O NCPC estabelecerá a necessidade de os juízes seguirem alguns dos entendimentos dos Tribunais Superiores, mas tal aplicação não pode se dar de modo mecânico nem impedir que o juízo prolator da decisão promova a possibilidade de melhoria do sistema[5].

A ideia que trata o Direito como sendo aquele produzido pelos juízes, nas palavras de Streck[6] merece ser severamente combatido:

Combater a discricionariedade, o ativismo, o positivismo fático etc. – que, como se sabe, são algumas das várias faces do subjetivismo – quer dizer compromisso com a Constituição e com a legislação democraticamente construída, no interior da qual há uma discussão no plano da esfera pública, das questões ético-morais da sociedade.

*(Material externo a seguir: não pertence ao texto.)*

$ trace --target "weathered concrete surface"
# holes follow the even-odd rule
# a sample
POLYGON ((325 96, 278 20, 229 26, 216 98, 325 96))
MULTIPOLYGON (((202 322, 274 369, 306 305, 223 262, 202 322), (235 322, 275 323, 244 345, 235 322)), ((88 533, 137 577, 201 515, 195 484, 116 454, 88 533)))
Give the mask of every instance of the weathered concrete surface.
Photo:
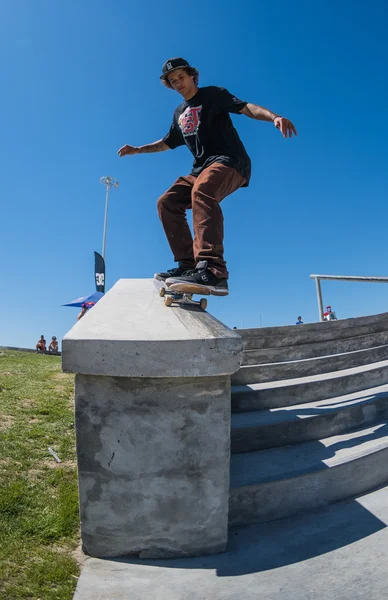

Aury Lopes[7] alerta sobre a necessidade de uma postura corajosa dos profissionais jurídicos e da superação do senso comum teórico dos juristas[8]:

Não há mais espaço para o juiz exegeta, paleopositivista e burocrata, fiel seguidor do senso comum teórico dos juristas[9]. E, acima de tudo, está superada a mera subsunção à lei penal ou processual penal: deve o juiz operar sobre a principiologia constitucional. Destarte, impõe-se uma postura mais corajosa por parte dos juízes e tribunais em matéria penal. Julgadores conscientes de que seu poder só está legitimado enquanto guardiões da eficácia do sistema de garantias previstas na Constituição. (Ler http://emporiododireito.com.br/formacao-humanistica/)

Assim, em um sistema que tem por base a lei, a percepção do ativismo judicial se apresenta como um mal maior. Contudo, este ativismo judicial, ao menos no Brasil, “possui raízes mais profundas, como o desprestígio da lei, a ineficiência do executivo, a desestruturação do sistema, a irracionalidade das instituições, a ausência de uma boa política e a falta de consenso sobre pontos fundamentais”[10].

Necessário que se faça uma análise acerca do crescente movimento de fortalecimento do judiciário, que juntamente com o ativismo judicial aparece como uma “praga” que precisa ser contida e utilizada de forma moderada, para não se tornar uma acentuada e discricionária atuação do Poder Judiciário.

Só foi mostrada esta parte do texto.